Even more odd, I was getting crashes rebooting the system!
So, for sake of starting afresh, I'm reloading the test system from the disk restore image (you install this by doing an image restore of a disk volume, and manually configuring network identity). That way, we can start debugging again (or see if the above problems never recur) from a system where the tracks haven't been muddied.
Please take note: As I said before, this is a prototype. Errors and odd situations are what happens in the laboratory when working with experimental software, in this case a port of a complex operating environment. Please have expectations that are consistent with reality and not expect this software to have the properties of the production grade Solaris OS, which has the benefit of development teams, test organizations, QA groups, and years of baking in.
Speaking of Hercules
I previously alluded to the Hercules System/370, ESA/390, and z/Architecture Emulator. Early in the sirius project I advocated that sirius run only under VM, as that simplifies the porting effort.

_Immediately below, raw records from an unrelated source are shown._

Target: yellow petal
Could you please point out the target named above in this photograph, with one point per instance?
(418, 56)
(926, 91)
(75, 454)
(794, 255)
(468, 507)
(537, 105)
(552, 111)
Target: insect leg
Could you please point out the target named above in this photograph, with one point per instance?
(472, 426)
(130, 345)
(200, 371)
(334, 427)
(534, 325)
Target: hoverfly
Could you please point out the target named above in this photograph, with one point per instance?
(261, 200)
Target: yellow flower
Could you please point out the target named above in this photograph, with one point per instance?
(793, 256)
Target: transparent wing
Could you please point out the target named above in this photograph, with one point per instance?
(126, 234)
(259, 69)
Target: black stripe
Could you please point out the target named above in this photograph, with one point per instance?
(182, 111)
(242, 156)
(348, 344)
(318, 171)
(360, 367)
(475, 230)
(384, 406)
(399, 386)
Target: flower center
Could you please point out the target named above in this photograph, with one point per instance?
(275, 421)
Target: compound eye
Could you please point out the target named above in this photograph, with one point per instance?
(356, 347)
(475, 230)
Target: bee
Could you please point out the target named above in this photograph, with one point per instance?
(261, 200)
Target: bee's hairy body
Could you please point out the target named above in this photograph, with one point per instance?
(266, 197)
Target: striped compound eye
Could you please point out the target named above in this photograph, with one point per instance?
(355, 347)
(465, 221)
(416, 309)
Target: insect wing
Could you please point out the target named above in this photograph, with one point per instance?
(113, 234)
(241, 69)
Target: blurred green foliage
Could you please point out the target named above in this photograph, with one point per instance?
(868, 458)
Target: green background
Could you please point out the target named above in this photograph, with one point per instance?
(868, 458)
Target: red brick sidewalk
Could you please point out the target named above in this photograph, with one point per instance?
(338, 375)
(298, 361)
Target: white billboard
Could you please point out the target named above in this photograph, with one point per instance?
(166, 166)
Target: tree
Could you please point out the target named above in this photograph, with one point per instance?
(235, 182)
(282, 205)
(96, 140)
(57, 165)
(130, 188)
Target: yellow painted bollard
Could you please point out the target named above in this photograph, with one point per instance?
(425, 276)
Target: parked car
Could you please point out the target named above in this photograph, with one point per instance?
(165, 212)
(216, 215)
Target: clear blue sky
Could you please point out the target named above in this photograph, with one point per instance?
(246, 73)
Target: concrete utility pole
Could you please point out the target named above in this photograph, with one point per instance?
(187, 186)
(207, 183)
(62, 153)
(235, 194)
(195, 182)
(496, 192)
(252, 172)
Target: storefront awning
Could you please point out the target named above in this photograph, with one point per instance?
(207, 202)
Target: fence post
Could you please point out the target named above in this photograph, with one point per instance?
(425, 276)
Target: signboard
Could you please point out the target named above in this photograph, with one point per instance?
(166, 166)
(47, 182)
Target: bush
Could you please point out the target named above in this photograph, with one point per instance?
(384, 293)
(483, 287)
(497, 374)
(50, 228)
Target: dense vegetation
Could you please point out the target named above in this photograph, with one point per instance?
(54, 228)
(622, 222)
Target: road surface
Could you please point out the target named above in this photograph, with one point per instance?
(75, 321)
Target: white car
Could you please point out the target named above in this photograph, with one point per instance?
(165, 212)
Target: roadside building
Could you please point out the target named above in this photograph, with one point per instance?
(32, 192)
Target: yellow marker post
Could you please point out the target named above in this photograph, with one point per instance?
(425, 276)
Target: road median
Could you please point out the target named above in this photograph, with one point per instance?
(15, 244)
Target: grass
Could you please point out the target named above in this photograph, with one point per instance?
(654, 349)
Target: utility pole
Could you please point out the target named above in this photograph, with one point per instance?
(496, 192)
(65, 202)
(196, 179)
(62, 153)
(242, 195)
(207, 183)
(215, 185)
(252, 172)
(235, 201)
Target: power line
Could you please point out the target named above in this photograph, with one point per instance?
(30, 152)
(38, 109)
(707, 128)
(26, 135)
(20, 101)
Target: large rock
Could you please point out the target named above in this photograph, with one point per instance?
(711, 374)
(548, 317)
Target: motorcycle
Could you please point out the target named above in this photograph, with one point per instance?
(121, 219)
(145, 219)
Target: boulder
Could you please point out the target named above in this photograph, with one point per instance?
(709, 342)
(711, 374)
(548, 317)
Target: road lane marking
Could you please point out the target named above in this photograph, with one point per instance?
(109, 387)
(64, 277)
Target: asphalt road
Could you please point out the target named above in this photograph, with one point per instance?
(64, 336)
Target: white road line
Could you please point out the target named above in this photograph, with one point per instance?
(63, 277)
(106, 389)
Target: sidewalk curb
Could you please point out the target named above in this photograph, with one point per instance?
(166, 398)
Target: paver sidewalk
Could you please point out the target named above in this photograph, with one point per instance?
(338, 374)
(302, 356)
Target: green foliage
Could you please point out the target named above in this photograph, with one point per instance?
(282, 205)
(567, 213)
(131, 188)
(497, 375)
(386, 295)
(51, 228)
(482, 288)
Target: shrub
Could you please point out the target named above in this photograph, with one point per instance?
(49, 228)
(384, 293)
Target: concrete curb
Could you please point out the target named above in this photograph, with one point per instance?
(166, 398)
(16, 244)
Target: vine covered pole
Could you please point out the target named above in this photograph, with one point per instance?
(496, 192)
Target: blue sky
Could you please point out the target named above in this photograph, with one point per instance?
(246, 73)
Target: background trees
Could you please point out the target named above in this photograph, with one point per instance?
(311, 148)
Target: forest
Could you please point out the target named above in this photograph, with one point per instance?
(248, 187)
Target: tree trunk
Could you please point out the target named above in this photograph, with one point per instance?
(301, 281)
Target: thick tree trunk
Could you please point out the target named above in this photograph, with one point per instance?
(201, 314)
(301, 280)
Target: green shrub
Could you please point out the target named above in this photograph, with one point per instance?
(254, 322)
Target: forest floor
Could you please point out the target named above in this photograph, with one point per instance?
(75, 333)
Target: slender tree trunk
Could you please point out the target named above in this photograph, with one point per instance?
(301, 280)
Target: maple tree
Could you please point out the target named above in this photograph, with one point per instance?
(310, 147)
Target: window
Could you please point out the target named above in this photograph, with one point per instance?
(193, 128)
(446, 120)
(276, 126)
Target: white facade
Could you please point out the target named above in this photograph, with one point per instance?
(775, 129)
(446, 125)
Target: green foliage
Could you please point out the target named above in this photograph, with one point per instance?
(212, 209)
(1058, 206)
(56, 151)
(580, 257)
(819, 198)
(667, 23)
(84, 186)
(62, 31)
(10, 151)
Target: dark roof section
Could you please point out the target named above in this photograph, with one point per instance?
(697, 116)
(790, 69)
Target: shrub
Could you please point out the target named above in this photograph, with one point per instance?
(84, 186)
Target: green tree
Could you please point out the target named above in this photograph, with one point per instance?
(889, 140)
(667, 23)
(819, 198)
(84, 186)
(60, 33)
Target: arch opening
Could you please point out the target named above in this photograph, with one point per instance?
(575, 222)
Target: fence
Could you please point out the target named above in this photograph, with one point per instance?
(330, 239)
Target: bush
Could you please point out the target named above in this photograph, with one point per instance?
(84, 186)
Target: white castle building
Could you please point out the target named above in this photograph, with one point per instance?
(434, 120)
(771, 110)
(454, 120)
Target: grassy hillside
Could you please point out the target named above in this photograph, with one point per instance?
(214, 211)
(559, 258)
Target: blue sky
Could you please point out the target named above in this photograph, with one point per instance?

A consequence of that, which I regret, is that it makes it impossible to run sirius on commodity, developer personal computers. Hercules provides a virtual mainframe, but sirius makes use of hypervisor functions provided by VM. Fortunately, the Hercules community is looking into fixing this - either by modifying the sirius port code so it can run without the hypervisor functions, or by adding them to the Hercules emulator. That will make it possible for a lot more people to use this prototype port, as not everybody has access to a mainframe! That will help grow the OpenSolaris community, which is why Sun is participating.